Are convolutions actually multiplying over nxn grids?

Asking - as I think I’ve mis-understood something; so likely a few inaccuracies in my below description.

A common image for explaining a CNN filter shows it being applied over a sub grid in an image such as
cnn

And convolutions are defined with a width and height.

However; since images are flattered before they are processed; and fully-convolutional networks can work on any image size & aspect ratio, and we don’t tell models the original width of an image - how would a 2x2 filter be applied to 2 pixels in the first row and 2 pixels from the second row of the original image?

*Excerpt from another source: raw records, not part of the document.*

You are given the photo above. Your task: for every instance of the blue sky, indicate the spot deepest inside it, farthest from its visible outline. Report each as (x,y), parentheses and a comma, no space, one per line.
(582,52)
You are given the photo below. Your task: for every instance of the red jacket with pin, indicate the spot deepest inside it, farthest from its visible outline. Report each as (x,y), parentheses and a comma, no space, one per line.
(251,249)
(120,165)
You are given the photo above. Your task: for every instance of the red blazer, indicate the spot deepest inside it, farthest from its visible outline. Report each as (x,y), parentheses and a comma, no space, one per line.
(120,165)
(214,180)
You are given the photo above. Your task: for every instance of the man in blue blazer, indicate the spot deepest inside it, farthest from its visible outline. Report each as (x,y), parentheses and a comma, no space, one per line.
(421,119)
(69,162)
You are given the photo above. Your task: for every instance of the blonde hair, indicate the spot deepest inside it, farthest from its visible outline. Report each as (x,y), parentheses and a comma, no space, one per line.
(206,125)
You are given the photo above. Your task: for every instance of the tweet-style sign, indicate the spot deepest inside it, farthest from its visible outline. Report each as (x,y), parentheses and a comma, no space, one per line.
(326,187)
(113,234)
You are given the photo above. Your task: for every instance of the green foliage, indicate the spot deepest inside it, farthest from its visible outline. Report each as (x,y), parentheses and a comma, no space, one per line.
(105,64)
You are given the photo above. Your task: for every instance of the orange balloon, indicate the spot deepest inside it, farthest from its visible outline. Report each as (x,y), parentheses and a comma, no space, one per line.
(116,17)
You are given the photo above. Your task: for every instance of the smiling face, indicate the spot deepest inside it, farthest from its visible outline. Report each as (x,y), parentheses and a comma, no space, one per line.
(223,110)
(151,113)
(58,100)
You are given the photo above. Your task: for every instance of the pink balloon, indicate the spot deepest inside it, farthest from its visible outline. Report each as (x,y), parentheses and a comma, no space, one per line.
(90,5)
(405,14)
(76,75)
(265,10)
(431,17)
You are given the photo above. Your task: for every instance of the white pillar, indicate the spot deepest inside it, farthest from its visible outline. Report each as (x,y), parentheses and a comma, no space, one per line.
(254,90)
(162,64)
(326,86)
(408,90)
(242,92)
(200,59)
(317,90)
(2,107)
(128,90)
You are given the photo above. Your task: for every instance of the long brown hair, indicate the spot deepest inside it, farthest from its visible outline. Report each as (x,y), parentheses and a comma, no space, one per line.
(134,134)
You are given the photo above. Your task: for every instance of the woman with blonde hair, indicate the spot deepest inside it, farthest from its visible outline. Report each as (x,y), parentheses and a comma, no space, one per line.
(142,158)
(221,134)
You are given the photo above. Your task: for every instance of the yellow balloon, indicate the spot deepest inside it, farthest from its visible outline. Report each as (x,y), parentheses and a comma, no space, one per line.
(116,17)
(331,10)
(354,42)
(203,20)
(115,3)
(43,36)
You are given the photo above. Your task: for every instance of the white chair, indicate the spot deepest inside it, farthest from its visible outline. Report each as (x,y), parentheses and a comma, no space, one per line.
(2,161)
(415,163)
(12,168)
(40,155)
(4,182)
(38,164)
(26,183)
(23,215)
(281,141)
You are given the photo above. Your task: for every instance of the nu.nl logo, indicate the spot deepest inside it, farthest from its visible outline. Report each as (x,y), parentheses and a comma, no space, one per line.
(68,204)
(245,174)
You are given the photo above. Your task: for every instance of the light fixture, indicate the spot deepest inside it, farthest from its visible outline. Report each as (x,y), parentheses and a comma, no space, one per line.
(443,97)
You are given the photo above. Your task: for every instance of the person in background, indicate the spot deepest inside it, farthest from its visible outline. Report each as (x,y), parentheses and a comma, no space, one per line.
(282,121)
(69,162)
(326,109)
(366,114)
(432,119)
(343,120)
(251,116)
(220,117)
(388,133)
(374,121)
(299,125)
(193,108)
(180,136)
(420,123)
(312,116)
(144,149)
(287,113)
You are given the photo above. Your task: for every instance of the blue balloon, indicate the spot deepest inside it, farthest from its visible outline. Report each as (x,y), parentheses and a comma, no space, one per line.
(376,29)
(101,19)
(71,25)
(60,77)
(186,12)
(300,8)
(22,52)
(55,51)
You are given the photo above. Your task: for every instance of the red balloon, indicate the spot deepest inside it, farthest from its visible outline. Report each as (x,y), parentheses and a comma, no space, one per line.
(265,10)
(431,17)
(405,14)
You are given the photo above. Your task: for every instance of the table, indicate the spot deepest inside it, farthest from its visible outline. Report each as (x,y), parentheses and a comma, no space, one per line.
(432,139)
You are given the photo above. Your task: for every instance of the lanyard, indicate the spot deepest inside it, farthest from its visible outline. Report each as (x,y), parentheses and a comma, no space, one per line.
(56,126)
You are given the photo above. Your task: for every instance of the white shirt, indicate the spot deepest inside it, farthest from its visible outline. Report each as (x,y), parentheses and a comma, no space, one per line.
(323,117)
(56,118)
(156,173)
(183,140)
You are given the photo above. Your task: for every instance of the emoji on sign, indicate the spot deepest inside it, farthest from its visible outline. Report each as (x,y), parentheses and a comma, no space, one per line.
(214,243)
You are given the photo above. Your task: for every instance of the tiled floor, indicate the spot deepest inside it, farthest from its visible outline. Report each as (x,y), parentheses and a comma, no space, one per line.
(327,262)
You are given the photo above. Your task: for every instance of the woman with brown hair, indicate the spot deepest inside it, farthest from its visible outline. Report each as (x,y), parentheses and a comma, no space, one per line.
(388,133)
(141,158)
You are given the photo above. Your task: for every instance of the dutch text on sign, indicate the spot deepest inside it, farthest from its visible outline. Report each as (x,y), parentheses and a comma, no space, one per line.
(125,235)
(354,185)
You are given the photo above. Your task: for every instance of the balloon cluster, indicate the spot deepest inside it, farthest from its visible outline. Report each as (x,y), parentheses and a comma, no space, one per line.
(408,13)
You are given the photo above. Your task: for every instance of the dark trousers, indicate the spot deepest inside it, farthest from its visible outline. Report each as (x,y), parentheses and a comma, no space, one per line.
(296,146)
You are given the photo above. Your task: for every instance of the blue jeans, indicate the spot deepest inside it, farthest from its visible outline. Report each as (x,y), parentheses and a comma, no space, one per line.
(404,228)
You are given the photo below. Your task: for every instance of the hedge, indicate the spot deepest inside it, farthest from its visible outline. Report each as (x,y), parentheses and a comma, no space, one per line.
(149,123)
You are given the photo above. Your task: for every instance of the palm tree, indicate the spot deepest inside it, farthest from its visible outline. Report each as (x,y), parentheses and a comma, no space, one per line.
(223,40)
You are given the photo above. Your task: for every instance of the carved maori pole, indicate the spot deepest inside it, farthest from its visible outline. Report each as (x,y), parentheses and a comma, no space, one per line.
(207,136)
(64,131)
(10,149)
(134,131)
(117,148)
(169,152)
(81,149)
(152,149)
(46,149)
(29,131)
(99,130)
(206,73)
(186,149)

For example; if the input image is 240x480; then the first grid of pixels would be 0,1,240,241 in the flat array, whilst if an image was 640x480 the offsets would be 0,1,640,641.

I don’t agree with the assumption that “images are flattened before they are processed”. Why would you assume that? And if that is what PyTorch is doing in the background of nn.Conv2d, then it’s doing that on its own for optimization reasons, but it’s fully aware of the input tensor shape which includes the tensor height and width.

Right; that would make sense. I think I was confusing myself from earlier chapters in the fastai course which are not using convolutional nodes and do have a “flattern” image step; so I must look into the details of mnist = DataBlock((ImageBlock(cls=PILImageBW), CategoryBlock) to understand it better.

Images are flattened before they are processed because computer memory is linear. :wink:

A convolution is a bunch of dot products. A matrix multiplication is also a bunch of dot products. So you’d think you could express one as the other, and you can!

However, if you want to use one big matrix multiplication to perform convolution, you have to rearrange the pixels in memory first. Look up “im2col” to see how this works.